Graph Optimization Passes (Part 2): Polyhedral Optimization & Loop Transformations

Introduction

The core computation of deep learning models consists of dense matrix operations — matmul, conv, layer norm. These operations share a common trait: they are essentially nested loops that iterate regularly over multi-dimensional arrays.

# Naive matrix multiplication: three nested loops
for i in range(M):
    for j in range(N):
        for k in range(K):
            C[i, j] += A[i, k] * B[k, j]

This code is extremely inefficient on modern hardware. The reason: modern CPU/GPU performance bottlenecks have shifted from computation to memory access. L1 cache access latency is 4 cycles, DRAM access latency is 200+ cycles. Naive loop implementations cause massive cache misses: each access to B[k,j] results in poor cache line utilization due to stride access in the j dimension.

Polyhedral Optimization is a compiler technique specialized for nested loops. Its core idea: model the loop’s iteration space and dependence relations as polyhedra, and use linear algebra and integer linear programming (ILP) tools to automatically find optimal loop transformations.

This theory matured in the 1980s-90s (work by Banerjee, Wolfe, Lam, etc.) but remained largely in academia and HPC. MLIR’s Affine Dialect brings polyhedral models into mainstream ML compiler infrastructure for the first time. This article deeply analyzes the mathematical foundations and engineering practices of this technique.

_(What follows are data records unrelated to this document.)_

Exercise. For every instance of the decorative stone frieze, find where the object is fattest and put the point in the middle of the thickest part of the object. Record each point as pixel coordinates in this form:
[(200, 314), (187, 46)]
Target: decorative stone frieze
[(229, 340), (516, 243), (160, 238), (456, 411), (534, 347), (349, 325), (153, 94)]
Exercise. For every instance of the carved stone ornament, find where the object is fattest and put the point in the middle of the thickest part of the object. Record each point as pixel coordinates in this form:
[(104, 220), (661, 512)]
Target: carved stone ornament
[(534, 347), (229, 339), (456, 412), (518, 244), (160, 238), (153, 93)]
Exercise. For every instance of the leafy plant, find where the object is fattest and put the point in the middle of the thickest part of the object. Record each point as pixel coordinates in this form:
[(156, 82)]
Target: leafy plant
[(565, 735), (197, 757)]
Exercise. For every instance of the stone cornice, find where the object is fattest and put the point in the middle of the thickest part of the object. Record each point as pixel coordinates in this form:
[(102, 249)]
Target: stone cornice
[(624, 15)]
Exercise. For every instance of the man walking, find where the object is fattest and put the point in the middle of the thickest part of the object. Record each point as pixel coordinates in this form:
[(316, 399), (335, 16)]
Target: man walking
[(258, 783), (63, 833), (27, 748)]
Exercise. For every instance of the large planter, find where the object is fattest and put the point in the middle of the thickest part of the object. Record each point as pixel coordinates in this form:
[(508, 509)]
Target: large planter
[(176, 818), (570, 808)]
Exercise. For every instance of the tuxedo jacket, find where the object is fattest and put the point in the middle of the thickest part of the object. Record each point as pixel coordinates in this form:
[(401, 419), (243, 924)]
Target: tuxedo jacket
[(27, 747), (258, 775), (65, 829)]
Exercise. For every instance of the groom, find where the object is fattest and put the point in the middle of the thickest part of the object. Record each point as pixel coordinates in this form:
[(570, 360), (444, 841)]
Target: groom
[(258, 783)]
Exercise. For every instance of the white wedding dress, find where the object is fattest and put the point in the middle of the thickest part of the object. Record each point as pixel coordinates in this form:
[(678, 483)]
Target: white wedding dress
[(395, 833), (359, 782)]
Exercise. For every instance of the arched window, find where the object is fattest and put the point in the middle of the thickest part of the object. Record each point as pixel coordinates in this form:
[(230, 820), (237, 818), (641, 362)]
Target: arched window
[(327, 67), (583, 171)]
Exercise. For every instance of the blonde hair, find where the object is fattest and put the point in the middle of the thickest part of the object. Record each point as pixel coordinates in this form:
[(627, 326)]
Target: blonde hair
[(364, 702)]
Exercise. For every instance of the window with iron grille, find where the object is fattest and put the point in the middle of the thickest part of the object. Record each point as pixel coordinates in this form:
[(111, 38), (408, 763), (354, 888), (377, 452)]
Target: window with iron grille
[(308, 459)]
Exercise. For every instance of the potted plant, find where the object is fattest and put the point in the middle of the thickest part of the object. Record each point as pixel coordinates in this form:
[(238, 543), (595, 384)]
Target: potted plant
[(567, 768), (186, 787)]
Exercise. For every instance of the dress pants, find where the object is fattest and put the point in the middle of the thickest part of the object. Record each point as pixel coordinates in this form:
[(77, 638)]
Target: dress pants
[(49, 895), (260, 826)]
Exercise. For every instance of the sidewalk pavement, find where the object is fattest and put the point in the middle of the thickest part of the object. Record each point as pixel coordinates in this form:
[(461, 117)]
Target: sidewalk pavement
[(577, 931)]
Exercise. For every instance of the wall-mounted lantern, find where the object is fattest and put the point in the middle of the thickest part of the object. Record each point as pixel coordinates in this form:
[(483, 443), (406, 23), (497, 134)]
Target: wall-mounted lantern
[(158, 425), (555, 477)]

Why Loop Transformations: Cache Locality & Parallelism

Performance Issues of Naive Implementation

A simple matmul performance comparison (1024×1024 matrices, single-threaded, Intel i7-12700K):

Implementation	Performance (GFLOPS)	Relative Speedup
Naive IJK loops	2.3	1× baseline
Loop Interchange (IKJ)	15.7	6.8×
Tiling (32×32)	42.1	18.3×
Tiling + SIMD	118.6	51.6×
cuBLAS (GPU)	15,320	6,661×

The naive implementation achieves only 0.1% of theoretical peak. Through loop transformations (interchange + tiling), we gain 18× speedup, reaching ~2% of peak. The remaining gap comes from SIMD vectorization, register blocking, software pipelining, and other lower-level optimizations.

Cache Miss Analysis

Why is naive IJK so inefficient? Analyze cache behavior with perf:

$ perf stat -e L1-dcache-loads,L1-dcache-load-misses ./naive_matmul
  10,240,000,000 L1-dcache-loads    # 3 accesses per element (read A, B, write C)
   7,680,000,000 L1-dcache-load-misses  # 75% L1 miss rate!

The problem is B[k,j]: with B in column-major storage (C/C++ defaults to row-major, but this is for demonstration), accessing B[k,j] means j dimension is contiguous while k dimension has stride-N access. Each B[k,j] access misses the cache.

Change to IKJ order (swap middle and innermost loops):

for (int i = 0; i < M; i++)
    for (int k = 0; k < K; k++)
        for (int j = 0; j < N; j++)
            C[i][j] += A[i][k] * B[k][j];  // Now j loop is innermost, B[k,j] is contiguous

$ perf stat -e L1-dcache-loads,L1-dcache-load-misses ./ikj_matmul
  10,240,000,000 L1-dcache-loads
     512,000,000 L1-dcache-load-misses  # 5% L1 miss rate — 15× improvement!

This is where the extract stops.